Debatable about the benefits. There is a huge penalty to working exclusively with .net in that your application will likely be constrained to a smallish market (those running Vista and Win 7)

All versions of .net work with XP. There are however some feature and development limitations related to XP that I don't want to get into especially since you haven't read the basics. In a nutshell applications get stuck at XP level for .net devs thanks to XP holdouts but even with those limitations the productivity benefits typically outweigh being unable to target OSX. For enterprise it is an easy choice where every computer runs Windows.

I already said that in a few years Qt will provide some serious competition, why not be patient and wait? The market has not shifted to .net out of conspiracy. Java on the desktop just plain sucks and Qt has only been decent recently and still has some native integration issues in OSX that need to be resolved. Once Qt apps are indistinguishable from native apps then you will see greater adoption.

Fonts are one such issue and you can read about the problem directly from a nokia developer:
http://labs.qt.nokia.com/2010/09/09/a-second-spring-of-text-rasteri...
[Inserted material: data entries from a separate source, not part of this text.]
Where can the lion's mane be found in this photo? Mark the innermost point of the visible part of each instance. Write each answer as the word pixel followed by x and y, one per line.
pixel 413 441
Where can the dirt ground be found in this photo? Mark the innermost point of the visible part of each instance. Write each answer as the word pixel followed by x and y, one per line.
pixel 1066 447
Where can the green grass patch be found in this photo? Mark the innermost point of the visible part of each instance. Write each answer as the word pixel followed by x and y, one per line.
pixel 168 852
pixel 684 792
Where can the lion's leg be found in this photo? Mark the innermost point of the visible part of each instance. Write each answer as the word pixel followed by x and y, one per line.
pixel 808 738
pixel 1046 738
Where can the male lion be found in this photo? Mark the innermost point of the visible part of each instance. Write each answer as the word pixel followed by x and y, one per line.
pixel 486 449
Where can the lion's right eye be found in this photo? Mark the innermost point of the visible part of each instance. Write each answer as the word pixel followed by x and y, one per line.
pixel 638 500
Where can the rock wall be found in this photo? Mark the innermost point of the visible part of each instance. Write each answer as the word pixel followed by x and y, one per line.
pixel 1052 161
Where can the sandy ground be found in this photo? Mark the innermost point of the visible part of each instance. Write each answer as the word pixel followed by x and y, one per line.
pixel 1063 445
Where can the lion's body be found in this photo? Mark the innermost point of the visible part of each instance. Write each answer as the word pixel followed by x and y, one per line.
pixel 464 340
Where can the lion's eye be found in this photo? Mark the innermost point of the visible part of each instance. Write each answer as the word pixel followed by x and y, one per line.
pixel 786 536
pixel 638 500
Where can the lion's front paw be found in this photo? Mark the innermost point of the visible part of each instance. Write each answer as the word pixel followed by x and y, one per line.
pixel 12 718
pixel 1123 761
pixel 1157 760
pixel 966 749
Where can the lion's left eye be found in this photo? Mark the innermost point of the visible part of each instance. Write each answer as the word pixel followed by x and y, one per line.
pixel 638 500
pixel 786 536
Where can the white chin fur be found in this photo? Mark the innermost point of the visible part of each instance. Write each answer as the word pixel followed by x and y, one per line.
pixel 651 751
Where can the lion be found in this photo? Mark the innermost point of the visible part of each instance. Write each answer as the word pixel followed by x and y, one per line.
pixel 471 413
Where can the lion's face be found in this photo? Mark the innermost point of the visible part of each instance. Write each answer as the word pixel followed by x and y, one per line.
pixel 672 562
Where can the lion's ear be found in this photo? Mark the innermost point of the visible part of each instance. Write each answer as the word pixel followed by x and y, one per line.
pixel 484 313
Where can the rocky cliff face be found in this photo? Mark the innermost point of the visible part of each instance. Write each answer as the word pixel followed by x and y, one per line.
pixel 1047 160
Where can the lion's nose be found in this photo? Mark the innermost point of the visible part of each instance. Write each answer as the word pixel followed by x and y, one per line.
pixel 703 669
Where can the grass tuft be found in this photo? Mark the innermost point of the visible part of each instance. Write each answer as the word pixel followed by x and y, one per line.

You seem to not realize that I am not wed to .net or msft. I used to work with Java and if the world switched to Qt I would shrug and continue writing code. However a major switch does not make sense at this point but in a few years Qt will have a much wider appeal. There are plenty of factors working in favor of Qt, your advocacy efforts are not needed.


There is indeed a "write once, run anywhere" framework. Actually there are a few: java, Qt, GTK - this is why we have OpenOffice, VLC/Inkscape and Firefox/Chrome respectively, as examples, that are already cross-platform applications.


Cross-platform and "write once, run anywhere" are not the same thing.